Over the past years, hotel companies – including brands, managers and owners – have increasingly sought the benefit of access to public markets and, in doing so, have become subject to the registration and disclosure requirements of the United States Securities Act and Securities Exchange Act. In doing so, these companies need to comply with a broad variety of detailed regulations addressing their disclosure and reporting obligations. The Securities Exchange Commission recently adopted regulations which will have an impact on publicly traded hotel companies that suffer a data breach.

Breach Notifications for the Past 20 Years. Ever since California became the first state to require companies to notify their customers of data breaches in 2003, the time between the date a breach was discovered and the time the breach was reported has been an issue of contention. Early reporting gives consumers a leg up in protecting their personal information, and lets investors, vendors and customers of companies know if key business information has been compromised. At the same time, companies want as much time as possible to investigate a breach, understand what happened, and provide accurate information – companies that give early notice often have to give multiple notices as more information becomes available, and may even find that the original notice wasn’t necessary. Regardless, lawsuits against companies that have suffered data breaches almost universally point to the gap in time between the discovery and notification of a breach.

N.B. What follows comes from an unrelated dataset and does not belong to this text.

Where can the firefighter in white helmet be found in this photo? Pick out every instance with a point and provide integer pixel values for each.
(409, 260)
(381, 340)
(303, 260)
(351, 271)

The SEC Acts. Regulators have stepped in and identified time frames for public notification of a data breach. Most recently, the Securities Exchange Commission issued a final rule that reduces the time for reporting companies (companies whose securities are registered with the SEC) to disclose cyberattacks publicly. As has been widely reported, with some exceptions, a company that is the victim of a cyberattack now has four days to publicly disclose the impact of the attack. Cyberattacks that involve the theft of intellectual property, a business interruption or reputational damage will likely require disclosure under the regulations.

The rules were proposed last year and contested by trade organizations and businesses, arguing that four days is inadequate to identify the nature and scope of a breach, and would be as likely to disclose inaccurate information as it would to benefit consumers and shareholders.

In contrast, the SEC, in adopting the new regulation, cited the new rule as enhancing transparency into cyber threats after years of attacks against businesses by criminal gangs and, most significantly, groups backed by nation states. The SEC also saw this as an opportunity to address gaps in existing cybersecurity disclosures.

Gaps in Disclosure. Because there are a side variety of laws and rules governing disclosure, there is little consistency in the timing or content of breach notifications. Companies that report incidents provide different amounts of detail about the impact and their response to it. Some cyber incidents aren’t reported in a timely manner, while others aren’t disclosed at all. Christopher Hetner, a former cybersecurity adviser at the SEC, who at the National Association of Corporate Directors, said, “The outcome of this rule will be to create more normalcy across disclosures.”

Arguments against the Regulation. The tight timeframe for disclosure raises concerns. The brief period for making incident disclosures could leave investors with information that isn’t accurate. The rules allow a company to update its incident disclosure with added information that was unavailable at first, but that also could create consumer and shareholder confusion.

The regulation is also unclear in defining how an incident would become material and how much detail will be required in public filings. This is a particular issue, since four days is unlikely to be adequate to collect and verify meaningful information about a security incident.

Third Party Risks. The regulation also will require companies will also have to create stronger reporting relationships with vendors. Over the past several years, the cyberattack risks raised in the supply chain of information management has become key, and unless vendors (and all of the parties in the vendors’ supply chain) cooperate promptly, a reporting company may be unable to meet the requirements of the new rule.

Annual Reporting. An issue that has not been widely reported is the requirement that companies must describe in their annual report, what processes, if any, a company has in place to assess, identify and manage material risks form cybersecurity threats “in sufficient detail for a reasonable investor to understand those processes.” Combined with the SEC’s “plain language” mandate, this requirement alone might be a significant task.

Companies can deal with these new regulations by creating, implementing, testing and updating strong cybersecurity incident response plans. When a company has 96 hours to report publicly a cybersecurity incident, it cannot waste time trying to create a playbook to respond; the playbook must be in place and accurate, and the necessary parties must have the “muscle memory” to know how to respond, not only to respond directly to the breach, but to comply with new and potentially burdensome regulations.